Em vez de se optar por um grande nome, Matt Higgins aconselha, por isso, que se procure a função certa.
“Certifica-te de que os teus interesses e competências estão alinhados com o cargo que pretendes, mesmo que seja numa pequena startup ou numa empresa de média dimensão. Melhor ainda”, propõe, “utiliza as tuas competências e paixão para criar uma empresa. Pode parecer uma loucura mas, com uma semana de concentração intensa, podes utilizar a inteligência artificial para lançar uma empresa que ganhe 10 000 dólares por mês. E depois não terás de te preocupar com despedimentos.”
5. “Compra uma casa e assenta”
Por fim, qual é o conselho que Matt Higgins avança como “o mais importante”, que todos os jovens devem saber? “O dinheiro é rei.” E, sim, está mesmo a falar de cash.
“Poupa dinheiro e preserva o máximo de liquidez possível. Se isso significar optar por arrendar ou mesmo por viver em casa dos teus pais, tudo bem. O mercado imobiliário está prestes a sofrer uma grande correção que pode levar anos a desaparecer. E, num ambiente de inflação elevada, poupar dinheiro é mais importante do que acumular dívidas”, ensina.
“A dívida do cartão de crédito entre as pessoas com idades compreendidas entre os 18 e os 25 anos é também a mais elevada em comparação com qualquer outra faixa etária, pelo que deves ser mais cauteloso com os gastos excessivos.”
UM TUBARÃO NADA FOFO
Matt Higgins é um tubarão e não consta que seja fofo como “Bruce”, o gigante Carcharodon carcharias que no filme À Procura de Nemo tem de repetir constantemente o mantra “Os peixes são amigos, não comida!” para não engolir, sem querer, “Marlin”, o pai do pequeno peixe-palhaço, e a sua amiga “Dorie”.
Não consta sequer que Matt seja vegetariano, embora numa das suas passagens pelo programa Shark Tank, no canal ABC, em outubro de 2018, o conhecido empresário americano tenha investido no Beyond Sushi, um conceito de restaurantes vegan.
“Não invisto em ideias.

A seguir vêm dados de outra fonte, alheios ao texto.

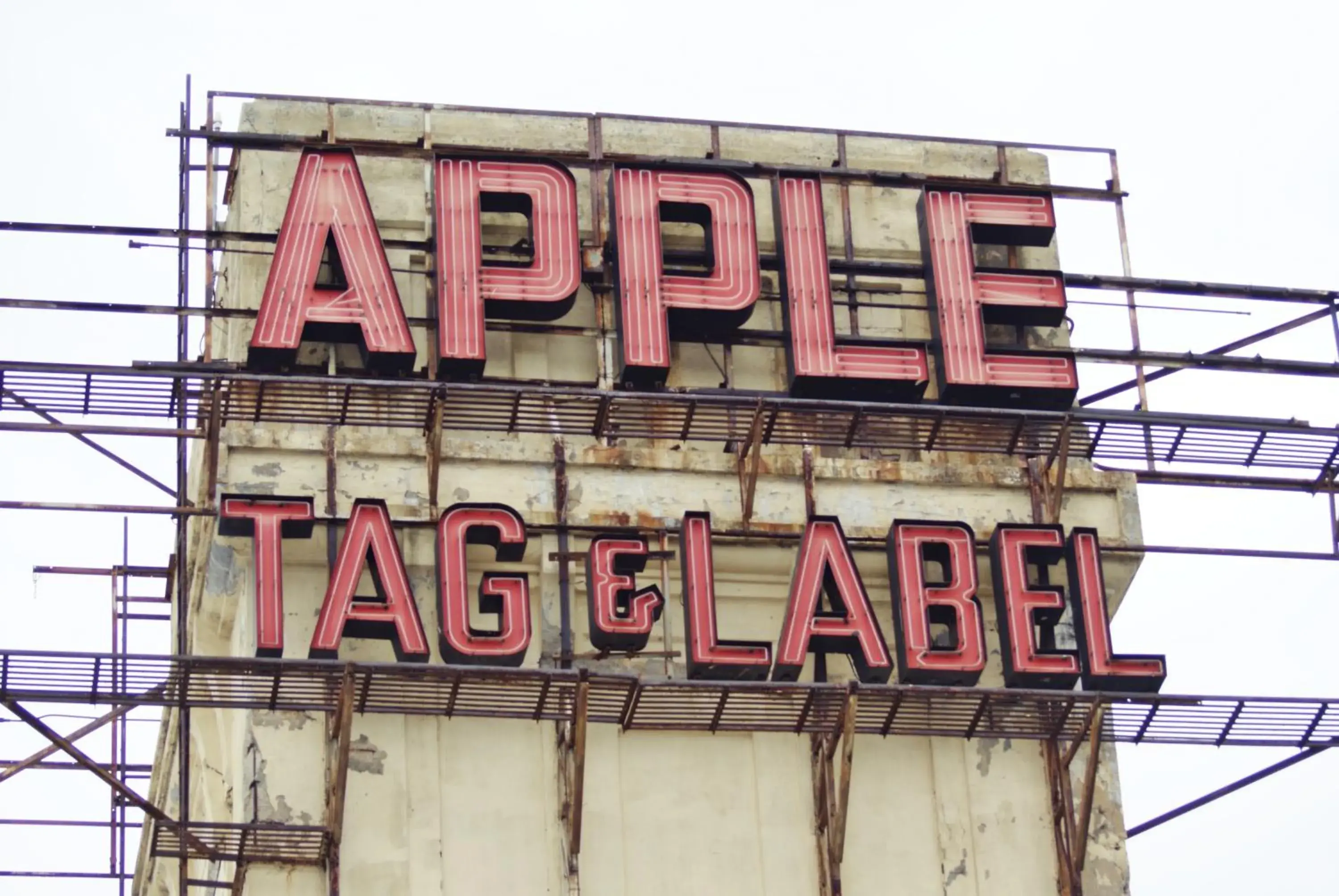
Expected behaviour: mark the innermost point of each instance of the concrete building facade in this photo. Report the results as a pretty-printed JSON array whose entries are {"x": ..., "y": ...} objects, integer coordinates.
[{"x": 473, "y": 805}]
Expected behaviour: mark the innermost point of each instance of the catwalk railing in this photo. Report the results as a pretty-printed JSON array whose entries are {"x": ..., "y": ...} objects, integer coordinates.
[
  {"x": 640, "y": 704},
  {"x": 237, "y": 397}
]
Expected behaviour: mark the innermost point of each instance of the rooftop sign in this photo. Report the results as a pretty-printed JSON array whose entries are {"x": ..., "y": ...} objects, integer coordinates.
[{"x": 657, "y": 300}]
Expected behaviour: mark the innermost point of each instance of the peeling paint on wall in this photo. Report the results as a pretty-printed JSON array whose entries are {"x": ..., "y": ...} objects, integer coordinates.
[{"x": 365, "y": 756}]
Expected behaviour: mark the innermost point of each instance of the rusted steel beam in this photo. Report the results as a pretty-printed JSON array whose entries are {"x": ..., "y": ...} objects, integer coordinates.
[{"x": 55, "y": 748}]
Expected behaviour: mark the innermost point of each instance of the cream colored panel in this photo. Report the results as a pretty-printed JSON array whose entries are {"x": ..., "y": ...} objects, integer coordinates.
[
  {"x": 813, "y": 149},
  {"x": 632, "y": 137},
  {"x": 505, "y": 130},
  {"x": 385, "y": 124},
  {"x": 500, "y": 816}
]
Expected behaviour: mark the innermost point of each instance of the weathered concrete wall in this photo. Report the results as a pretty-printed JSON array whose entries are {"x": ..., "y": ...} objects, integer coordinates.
[{"x": 472, "y": 805}]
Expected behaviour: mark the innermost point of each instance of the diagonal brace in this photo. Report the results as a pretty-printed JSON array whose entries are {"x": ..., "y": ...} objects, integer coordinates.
[
  {"x": 100, "y": 449},
  {"x": 1240, "y": 343},
  {"x": 110, "y": 780},
  {"x": 53, "y": 748}
]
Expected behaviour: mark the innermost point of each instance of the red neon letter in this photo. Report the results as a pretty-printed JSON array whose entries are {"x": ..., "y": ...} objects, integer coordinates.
[
  {"x": 967, "y": 299},
  {"x": 825, "y": 567},
  {"x": 1022, "y": 609},
  {"x": 468, "y": 290},
  {"x": 1104, "y": 670},
  {"x": 508, "y": 595},
  {"x": 329, "y": 199},
  {"x": 951, "y": 602},
  {"x": 654, "y": 302},
  {"x": 819, "y": 366},
  {"x": 709, "y": 657},
  {"x": 268, "y": 520},
  {"x": 622, "y": 615},
  {"x": 369, "y": 539}
]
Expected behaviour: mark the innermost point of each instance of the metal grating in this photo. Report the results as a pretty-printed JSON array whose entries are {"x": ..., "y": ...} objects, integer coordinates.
[
  {"x": 508, "y": 407},
  {"x": 243, "y": 843},
  {"x": 659, "y": 704}
]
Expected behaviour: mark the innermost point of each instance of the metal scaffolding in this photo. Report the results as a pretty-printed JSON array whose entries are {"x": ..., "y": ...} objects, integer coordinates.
[{"x": 195, "y": 398}]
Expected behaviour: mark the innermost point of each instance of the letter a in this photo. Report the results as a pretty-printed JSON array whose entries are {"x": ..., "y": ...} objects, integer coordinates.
[{"x": 359, "y": 302}]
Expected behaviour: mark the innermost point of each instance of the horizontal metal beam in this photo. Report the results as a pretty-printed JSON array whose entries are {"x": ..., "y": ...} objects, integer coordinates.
[
  {"x": 1232, "y": 346},
  {"x": 104, "y": 508},
  {"x": 1210, "y": 480},
  {"x": 698, "y": 122},
  {"x": 677, "y": 705},
  {"x": 583, "y": 158},
  {"x": 1208, "y": 362},
  {"x": 94, "y": 429},
  {"x": 134, "y": 572},
  {"x": 1157, "y": 286}
]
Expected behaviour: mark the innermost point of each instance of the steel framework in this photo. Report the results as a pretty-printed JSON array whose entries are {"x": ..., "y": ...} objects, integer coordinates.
[{"x": 195, "y": 398}]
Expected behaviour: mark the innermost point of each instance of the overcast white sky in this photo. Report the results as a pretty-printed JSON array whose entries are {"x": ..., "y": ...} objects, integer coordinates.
[{"x": 1226, "y": 120}]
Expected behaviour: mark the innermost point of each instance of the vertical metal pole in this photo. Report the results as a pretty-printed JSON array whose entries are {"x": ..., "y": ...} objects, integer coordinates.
[
  {"x": 560, "y": 507},
  {"x": 124, "y": 722},
  {"x": 666, "y": 618},
  {"x": 848, "y": 240},
  {"x": 1136, "y": 344},
  {"x": 211, "y": 189},
  {"x": 112, "y": 796},
  {"x": 183, "y": 520}
]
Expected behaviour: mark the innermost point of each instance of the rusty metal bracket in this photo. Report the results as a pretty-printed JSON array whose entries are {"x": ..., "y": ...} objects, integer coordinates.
[
  {"x": 748, "y": 463},
  {"x": 433, "y": 446},
  {"x": 339, "y": 732},
  {"x": 572, "y": 744},
  {"x": 1072, "y": 828},
  {"x": 1089, "y": 787},
  {"x": 832, "y": 793}
]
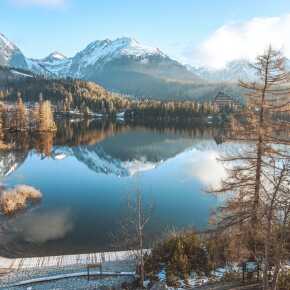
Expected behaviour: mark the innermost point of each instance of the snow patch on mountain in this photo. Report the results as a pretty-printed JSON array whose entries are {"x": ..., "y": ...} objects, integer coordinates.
[
  {"x": 10, "y": 55},
  {"x": 108, "y": 49}
]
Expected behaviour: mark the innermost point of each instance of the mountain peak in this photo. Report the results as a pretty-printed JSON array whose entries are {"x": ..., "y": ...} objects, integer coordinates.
[
  {"x": 109, "y": 49},
  {"x": 55, "y": 56},
  {"x": 10, "y": 54}
]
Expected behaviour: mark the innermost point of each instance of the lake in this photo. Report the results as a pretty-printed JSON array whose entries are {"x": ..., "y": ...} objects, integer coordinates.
[{"x": 89, "y": 171}]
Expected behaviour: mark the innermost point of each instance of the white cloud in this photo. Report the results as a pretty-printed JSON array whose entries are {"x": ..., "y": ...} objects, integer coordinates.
[
  {"x": 207, "y": 168},
  {"x": 46, "y": 3},
  {"x": 244, "y": 40}
]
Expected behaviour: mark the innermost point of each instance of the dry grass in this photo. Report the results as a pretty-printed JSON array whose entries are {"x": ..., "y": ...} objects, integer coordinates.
[{"x": 17, "y": 198}]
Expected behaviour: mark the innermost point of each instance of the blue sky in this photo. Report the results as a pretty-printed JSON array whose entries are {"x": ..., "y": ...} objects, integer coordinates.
[{"x": 178, "y": 27}]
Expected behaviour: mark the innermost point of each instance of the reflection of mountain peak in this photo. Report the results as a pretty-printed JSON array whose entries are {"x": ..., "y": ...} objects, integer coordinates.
[{"x": 10, "y": 161}]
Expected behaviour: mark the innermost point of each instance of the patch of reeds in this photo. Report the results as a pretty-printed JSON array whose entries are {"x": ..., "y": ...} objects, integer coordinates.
[{"x": 17, "y": 198}]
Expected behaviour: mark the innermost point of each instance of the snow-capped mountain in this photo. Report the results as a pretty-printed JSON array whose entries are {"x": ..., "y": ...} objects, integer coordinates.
[
  {"x": 102, "y": 55},
  {"x": 10, "y": 54},
  {"x": 124, "y": 65},
  {"x": 55, "y": 64}
]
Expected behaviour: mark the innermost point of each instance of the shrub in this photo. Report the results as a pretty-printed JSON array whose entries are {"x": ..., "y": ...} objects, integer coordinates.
[
  {"x": 180, "y": 255},
  {"x": 17, "y": 198}
]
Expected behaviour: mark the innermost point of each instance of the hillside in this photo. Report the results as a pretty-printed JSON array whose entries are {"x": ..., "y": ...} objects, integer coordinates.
[{"x": 123, "y": 65}]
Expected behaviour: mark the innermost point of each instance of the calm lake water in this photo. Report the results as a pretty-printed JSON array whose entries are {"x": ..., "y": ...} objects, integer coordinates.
[{"x": 86, "y": 174}]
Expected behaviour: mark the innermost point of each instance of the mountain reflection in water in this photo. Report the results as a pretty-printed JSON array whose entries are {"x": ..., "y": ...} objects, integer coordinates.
[{"x": 85, "y": 172}]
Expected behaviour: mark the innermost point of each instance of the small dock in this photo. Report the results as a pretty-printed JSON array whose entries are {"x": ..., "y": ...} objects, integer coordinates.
[
  {"x": 26, "y": 271},
  {"x": 64, "y": 261}
]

As ideias são baratas. Invisto em pessoas, pessoas especiais, que têm o que é preciso para pegar nessa ideia e ir mais longe”, disse, nessa emissão, o então vice-presidente do Miami Dolphins (clube de futebol americano, nada a ver diretamente com os mamíferos fofinhos).

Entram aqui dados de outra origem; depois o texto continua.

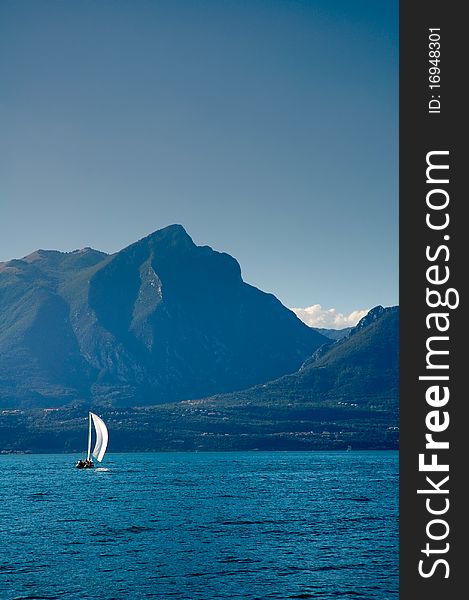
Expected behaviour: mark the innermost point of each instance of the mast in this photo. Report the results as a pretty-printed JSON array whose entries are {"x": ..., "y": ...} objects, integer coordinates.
[{"x": 89, "y": 438}]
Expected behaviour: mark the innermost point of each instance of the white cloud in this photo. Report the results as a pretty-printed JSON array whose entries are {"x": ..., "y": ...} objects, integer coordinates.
[{"x": 317, "y": 316}]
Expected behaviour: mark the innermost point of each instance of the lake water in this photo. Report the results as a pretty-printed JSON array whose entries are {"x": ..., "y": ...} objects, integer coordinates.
[{"x": 200, "y": 526}]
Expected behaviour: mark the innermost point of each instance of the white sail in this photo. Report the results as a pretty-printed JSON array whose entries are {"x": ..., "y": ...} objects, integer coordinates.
[{"x": 102, "y": 437}]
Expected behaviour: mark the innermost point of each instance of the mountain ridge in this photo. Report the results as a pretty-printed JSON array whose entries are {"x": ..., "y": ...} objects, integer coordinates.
[{"x": 161, "y": 319}]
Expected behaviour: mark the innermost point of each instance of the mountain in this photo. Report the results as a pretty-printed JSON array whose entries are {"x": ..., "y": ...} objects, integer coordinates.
[
  {"x": 346, "y": 394},
  {"x": 333, "y": 334},
  {"x": 161, "y": 320},
  {"x": 361, "y": 369}
]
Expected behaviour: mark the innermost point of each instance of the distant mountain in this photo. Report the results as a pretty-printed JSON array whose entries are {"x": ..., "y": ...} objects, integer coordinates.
[
  {"x": 360, "y": 369},
  {"x": 159, "y": 321},
  {"x": 333, "y": 334},
  {"x": 346, "y": 394}
]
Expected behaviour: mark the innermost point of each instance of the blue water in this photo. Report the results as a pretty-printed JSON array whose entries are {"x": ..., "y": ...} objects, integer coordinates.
[{"x": 200, "y": 526}]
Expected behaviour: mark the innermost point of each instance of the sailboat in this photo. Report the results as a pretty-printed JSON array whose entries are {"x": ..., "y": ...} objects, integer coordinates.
[{"x": 102, "y": 437}]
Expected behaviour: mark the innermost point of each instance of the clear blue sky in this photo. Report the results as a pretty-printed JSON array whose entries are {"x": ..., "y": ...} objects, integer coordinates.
[{"x": 269, "y": 129}]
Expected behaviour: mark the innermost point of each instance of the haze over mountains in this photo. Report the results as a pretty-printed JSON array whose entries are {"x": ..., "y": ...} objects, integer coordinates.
[
  {"x": 161, "y": 320},
  {"x": 177, "y": 352}
]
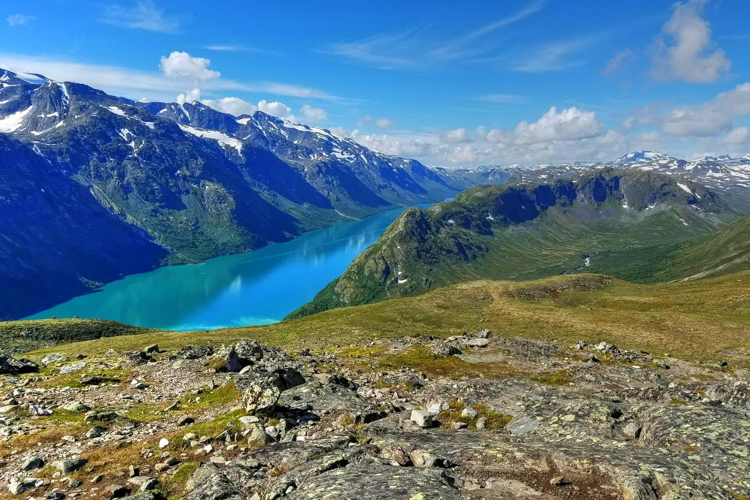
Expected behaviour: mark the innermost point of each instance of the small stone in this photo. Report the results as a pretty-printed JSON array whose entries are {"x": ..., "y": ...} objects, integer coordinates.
[
  {"x": 185, "y": 420},
  {"x": 75, "y": 367},
  {"x": 152, "y": 349},
  {"x": 469, "y": 412},
  {"x": 96, "y": 431},
  {"x": 558, "y": 481},
  {"x": 76, "y": 406},
  {"x": 54, "y": 358},
  {"x": 421, "y": 418},
  {"x": 632, "y": 430},
  {"x": 117, "y": 491}
]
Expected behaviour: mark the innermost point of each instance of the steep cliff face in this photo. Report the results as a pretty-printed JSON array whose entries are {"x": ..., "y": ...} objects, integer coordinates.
[
  {"x": 39, "y": 253},
  {"x": 525, "y": 231},
  {"x": 187, "y": 181}
]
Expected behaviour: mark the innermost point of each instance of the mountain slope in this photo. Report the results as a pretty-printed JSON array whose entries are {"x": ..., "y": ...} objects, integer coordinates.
[
  {"x": 174, "y": 183},
  {"x": 525, "y": 231}
]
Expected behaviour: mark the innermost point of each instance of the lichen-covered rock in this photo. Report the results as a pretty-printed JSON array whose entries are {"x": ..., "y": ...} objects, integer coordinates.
[{"x": 11, "y": 366}]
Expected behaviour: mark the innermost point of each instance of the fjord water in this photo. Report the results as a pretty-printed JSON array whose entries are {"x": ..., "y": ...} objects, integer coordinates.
[{"x": 255, "y": 288}]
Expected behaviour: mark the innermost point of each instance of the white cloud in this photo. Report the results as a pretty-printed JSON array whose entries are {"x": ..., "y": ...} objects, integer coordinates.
[
  {"x": 277, "y": 109},
  {"x": 458, "y": 136},
  {"x": 568, "y": 124},
  {"x": 136, "y": 84},
  {"x": 189, "y": 96},
  {"x": 183, "y": 66},
  {"x": 711, "y": 118},
  {"x": 313, "y": 114},
  {"x": 232, "y": 105},
  {"x": 738, "y": 136},
  {"x": 619, "y": 62},
  {"x": 689, "y": 54},
  {"x": 143, "y": 15},
  {"x": 19, "y": 19},
  {"x": 383, "y": 123}
]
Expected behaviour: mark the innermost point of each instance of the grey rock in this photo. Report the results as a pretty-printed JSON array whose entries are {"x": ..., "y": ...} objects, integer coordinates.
[
  {"x": 421, "y": 418},
  {"x": 32, "y": 463},
  {"x": 445, "y": 350},
  {"x": 96, "y": 431},
  {"x": 54, "y": 358},
  {"x": 73, "y": 367},
  {"x": 12, "y": 366},
  {"x": 524, "y": 425},
  {"x": 477, "y": 343},
  {"x": 71, "y": 465}
]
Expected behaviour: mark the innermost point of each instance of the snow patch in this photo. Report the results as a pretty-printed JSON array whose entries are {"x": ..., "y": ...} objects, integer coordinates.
[
  {"x": 13, "y": 122},
  {"x": 215, "y": 135}
]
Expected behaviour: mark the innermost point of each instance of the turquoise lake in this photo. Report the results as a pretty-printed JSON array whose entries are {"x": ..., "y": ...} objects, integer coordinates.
[{"x": 255, "y": 288}]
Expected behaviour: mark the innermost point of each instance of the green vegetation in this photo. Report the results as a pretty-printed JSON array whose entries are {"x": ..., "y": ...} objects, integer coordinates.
[
  {"x": 698, "y": 319},
  {"x": 523, "y": 232},
  {"x": 29, "y": 335}
]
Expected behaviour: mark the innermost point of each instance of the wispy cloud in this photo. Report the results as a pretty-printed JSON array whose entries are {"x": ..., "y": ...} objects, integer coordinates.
[
  {"x": 235, "y": 48},
  {"x": 563, "y": 54},
  {"x": 137, "y": 84},
  {"x": 19, "y": 19},
  {"x": 500, "y": 98},
  {"x": 418, "y": 47},
  {"x": 143, "y": 15}
]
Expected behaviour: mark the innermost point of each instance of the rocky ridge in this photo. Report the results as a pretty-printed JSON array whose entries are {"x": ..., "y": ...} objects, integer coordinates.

Mais do que na cadeia de restaurantes Beyond Sushi, Matt quis investir no seu dono, o chef Guy Vaknin. Interessou-se por ele ao saber que tinha crescido num kibutz, em Israel, imerso na agricultura desde miúdo. Que aprendera a cultivar alimentos para o benefício de uma comunidade no seu todo. E que, como se costuma dizer, pensava fora da caixa.
No programa, o próprio Matt contou como cresceu “muito pobre”, no bairro nova-iorquino Queens. E de como tomou uma decisão muito cedo de não deixar que a pobreza ditasse o resto do seu futuro, como bem explica nesta entrevista.
Matt começou a sua carreira como o mais jovem assessor de imprensa da história da cidade de Nova Iorque, onde ajudou a gerir a resposta global dos media durante os atentados de 11 de setembro de 2001. Mas para o percebermos, temos de recuar aos seus 16 anos.
Foi com essa idade que decidiu abandonar o liceu e fazer o GED (Teste de Desenvolvimento Educacional Geral, na sigla em inglês), na verdade quatro testes, de artes da linguagem, matemática, estudos sociais e ciências.
Pôde, assim, inscrever-se na universidade mais cedo, acabando por obter o seu doutoramento em Direito sempre a estudar à noite, enquanto trabalhava a tempo inteiro. Foi a única maneira que encontrou para conseguir continuar os estudos, enquanto ajudava a mãe, solteira e doente, a cuidar dele e dos seus três irmãos.
Hoje com 48 anos e um património líquido estimado em 140 milhões de euros, Matt Higgins não quer que os jovens caiam no erro de seguir conselhos que, em vez de lhes facilitarem a vida, podem dificultá-la.